The Challenges of HCI Networking
Data centers traditionally create a silo of north-south traffic (server-to-storage) and east-west traffic (server-to-server) when designing their network infrastructure. East-west traffic in a non-virtualized environment is rare. Virtualization introduced the concept of virtual machine migration and live virtual machine migration, making server to server (east-west) networking more critical. Storage however, typically remained north-south on a dedicated network. The independence of server and storage networking made it more complicated to implement, operate and manage but it performed well between configuration changes.
HCI attempted to simplify data center operations by collapsing computing, storage, and networking into a single tier. It also, as we’ve explained in previous blogs, put more pressure on the computing and storage components. Networking also carries a more significant burden in the HCI construct. In HCI, both server-to-server and storage I/O traffic is east-west because it collapses north-south storage IO into the nodes. In HCI storage, IO traffic is typically the replication of data to other nodes in the cluster to support VM migration and protect against media or node failure. The advantage of a replication model is reads are local to the VM accessing the data, which means that if the node contains high-performance NVMe-flash the VM receives maximum benefit from the investment.
Software-defined networking (SDN) is a perfect match for HCI environments, but surprisingly most hypervisors have relatively weak built-in SDN capabilities. Most either sell an expensive add-on or partner with third parties to deliver the capabilities.

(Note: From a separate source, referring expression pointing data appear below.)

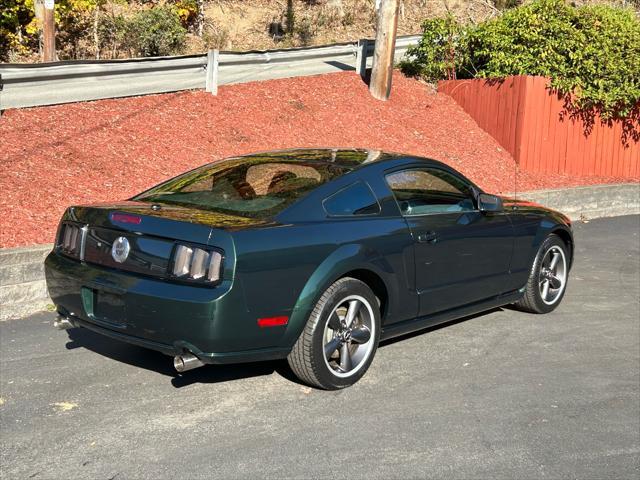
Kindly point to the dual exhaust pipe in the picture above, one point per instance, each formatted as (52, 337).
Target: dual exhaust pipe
(62, 323)
(186, 361)
(182, 363)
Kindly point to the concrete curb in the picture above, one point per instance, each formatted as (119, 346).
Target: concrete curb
(22, 286)
(23, 289)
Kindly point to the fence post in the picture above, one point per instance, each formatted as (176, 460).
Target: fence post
(361, 57)
(211, 84)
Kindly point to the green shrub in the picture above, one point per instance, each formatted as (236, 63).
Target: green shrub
(439, 55)
(157, 32)
(590, 53)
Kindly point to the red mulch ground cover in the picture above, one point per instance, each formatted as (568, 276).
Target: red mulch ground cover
(53, 157)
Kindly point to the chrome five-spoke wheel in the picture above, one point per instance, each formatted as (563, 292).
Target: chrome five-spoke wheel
(553, 275)
(340, 337)
(348, 340)
(548, 276)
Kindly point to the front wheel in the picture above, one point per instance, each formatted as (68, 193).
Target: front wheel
(548, 278)
(341, 337)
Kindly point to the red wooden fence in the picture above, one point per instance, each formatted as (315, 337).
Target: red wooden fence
(526, 119)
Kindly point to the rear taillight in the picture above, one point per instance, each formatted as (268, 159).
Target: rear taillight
(70, 239)
(196, 264)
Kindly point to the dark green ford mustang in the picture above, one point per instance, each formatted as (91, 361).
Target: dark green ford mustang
(310, 255)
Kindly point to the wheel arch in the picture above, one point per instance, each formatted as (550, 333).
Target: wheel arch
(350, 260)
(375, 283)
(567, 238)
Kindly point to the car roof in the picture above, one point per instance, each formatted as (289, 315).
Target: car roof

HCI and SDN – What to Look For
IT needs an HCI solution that provides full SDN functionality. They should look for the ability to dynamically create and secure the network to meet the evolving needs of the organization and its applications. The SDN should enable IT to speed deployment of new HCI nodes and workloads within the HCI environment automatically and non-disruptively. Common tasks, like adding a node, for example, should be automated so that when IT adds a new node, one command can correctly configure the network. The HCI solution should also enable the easy creation of virtual networks to maintain performance levels and contain security vulnerabilities from spreading across the organization’s networks. Finally, the network should be policy driven which governs both physical and virtual networks even as they scale.
Conclusion
SDN is not only an essential element of scaling the HCI environment; it is critical for the entire data center and makes it easier for the organization to extend into the cloud. Most organizations and HCI vendors position HCI as ideal for a small set of use cases like virtual desktop infrastructure (VDI). The point solution approach leads to multiple HCI solutions or HCI coexisting with bare metal and traditional virtual infrastructures. If the organization takes a more strategic approach to HCI with the eventual goal of running most data center applications within the environment, they will see a far greater ROI and see HCI deliver on its promise of a simple cloud-like architecture. Strategic HCI means reconsidering hypervisor, storage software, server (node) hardware and networking. IT needs to look for enterprise-class solutions instead of the more typical point solutions.